At CITES CoP 19, the Southern African countries submitted a collective proposal to reopen what would have been a strictly controlled international trade in ivory. But it was again rejected, this time by the votes of more than 90%! of the nations in attendance. Again, the Southern African countries have done nothing about this insult to their sovereignty and their right to use their wildlife sustainably to ensure future economic well-being.
Many delegates of elephant-over-populated Southern African countries’ felt that CITES member countries’ continued rejection of their international trade in ivory trade proposal was “a punishment and not a reward for their conservation successes.”
Asked at a press conference what they would now do — now that their ivory trade bid had been overwhelmingly rejected by the CITES member countries — the Southern African countries’ delegates indicated that they would do nothing.
This was a sad show of their powerlessness within the CITES decision-making framework.
This again clearly raises the question: Should Southern African countries care about what CITES thinks or does?

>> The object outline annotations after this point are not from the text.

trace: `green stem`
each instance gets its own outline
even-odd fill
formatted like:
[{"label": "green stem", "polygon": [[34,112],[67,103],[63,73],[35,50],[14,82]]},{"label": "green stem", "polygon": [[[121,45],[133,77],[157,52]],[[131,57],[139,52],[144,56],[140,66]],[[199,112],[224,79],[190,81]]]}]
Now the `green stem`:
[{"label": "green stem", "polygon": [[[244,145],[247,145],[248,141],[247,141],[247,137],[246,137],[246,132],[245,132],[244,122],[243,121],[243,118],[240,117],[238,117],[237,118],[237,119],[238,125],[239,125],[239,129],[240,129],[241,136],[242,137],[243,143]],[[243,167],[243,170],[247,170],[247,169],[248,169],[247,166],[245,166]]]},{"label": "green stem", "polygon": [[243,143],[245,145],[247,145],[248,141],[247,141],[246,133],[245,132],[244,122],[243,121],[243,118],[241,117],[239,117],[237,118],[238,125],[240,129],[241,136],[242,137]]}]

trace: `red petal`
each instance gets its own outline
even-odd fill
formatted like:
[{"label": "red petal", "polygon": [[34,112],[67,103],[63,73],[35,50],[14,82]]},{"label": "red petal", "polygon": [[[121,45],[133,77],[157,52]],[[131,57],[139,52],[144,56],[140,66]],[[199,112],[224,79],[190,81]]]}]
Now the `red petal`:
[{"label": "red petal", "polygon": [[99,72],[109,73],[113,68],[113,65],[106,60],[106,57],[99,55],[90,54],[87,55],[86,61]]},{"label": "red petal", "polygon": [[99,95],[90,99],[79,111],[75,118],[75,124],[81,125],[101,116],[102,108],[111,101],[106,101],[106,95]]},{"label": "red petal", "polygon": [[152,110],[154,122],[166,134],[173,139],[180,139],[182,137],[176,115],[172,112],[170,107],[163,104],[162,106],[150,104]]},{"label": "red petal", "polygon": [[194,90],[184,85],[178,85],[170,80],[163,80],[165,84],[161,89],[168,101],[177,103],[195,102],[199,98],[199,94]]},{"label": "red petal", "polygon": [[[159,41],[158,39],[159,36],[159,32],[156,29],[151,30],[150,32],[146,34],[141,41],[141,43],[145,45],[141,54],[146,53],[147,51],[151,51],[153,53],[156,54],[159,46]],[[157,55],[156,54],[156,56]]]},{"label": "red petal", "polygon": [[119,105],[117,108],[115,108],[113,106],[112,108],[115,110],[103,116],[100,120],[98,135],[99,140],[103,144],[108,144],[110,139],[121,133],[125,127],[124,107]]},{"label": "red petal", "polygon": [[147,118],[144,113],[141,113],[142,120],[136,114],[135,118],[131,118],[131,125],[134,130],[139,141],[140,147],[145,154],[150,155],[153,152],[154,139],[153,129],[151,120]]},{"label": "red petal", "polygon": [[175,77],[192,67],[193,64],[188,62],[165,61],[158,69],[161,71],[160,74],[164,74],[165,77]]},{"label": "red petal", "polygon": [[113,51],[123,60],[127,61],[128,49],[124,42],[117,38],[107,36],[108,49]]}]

“The answer is just as clearly a no,” said Mr Harris.
CITES should not be allowed to pick and choose its issues to try to stay relevant. It has already done so by focusing on the spread of zoonotic (animal) diseases as it did in the post-covid19 period.
Of course, many individuals involved with CITES at the time saw the Israeli-animal-disease initiative as a backdoor way to ban all trade in international wildlife. That resolution failed but given CITES' penchant to repeat, wash lightly, and repeat, don’t be surprised if the same type of resolution is considered in 2025.
It should be noted also that the CITES Secretariat concluded a Memorandum of Understanding with the World Organisation for Animal Health (WOAH), focusing on critical areas of mutual interest. Neat. But why not do the same with the UNFCCC, regarding the threat of climate change to the well-being of wildlife?
Yet climate change is a bigger threat to wildlife survival than zoonotic diseases.
“We challenge CITES to come up with a definitive plan to deal with climate change before this year is out or cancel CoP 20,” said Mr Harris.
He added: “Simply put, CITES has to fish or get off the yacht. But if it has to abandon the yacht, at least it will be off the backs of countries that are more concerned by what their climates threaten to do to their wildlife, than by CITES trade regulations.”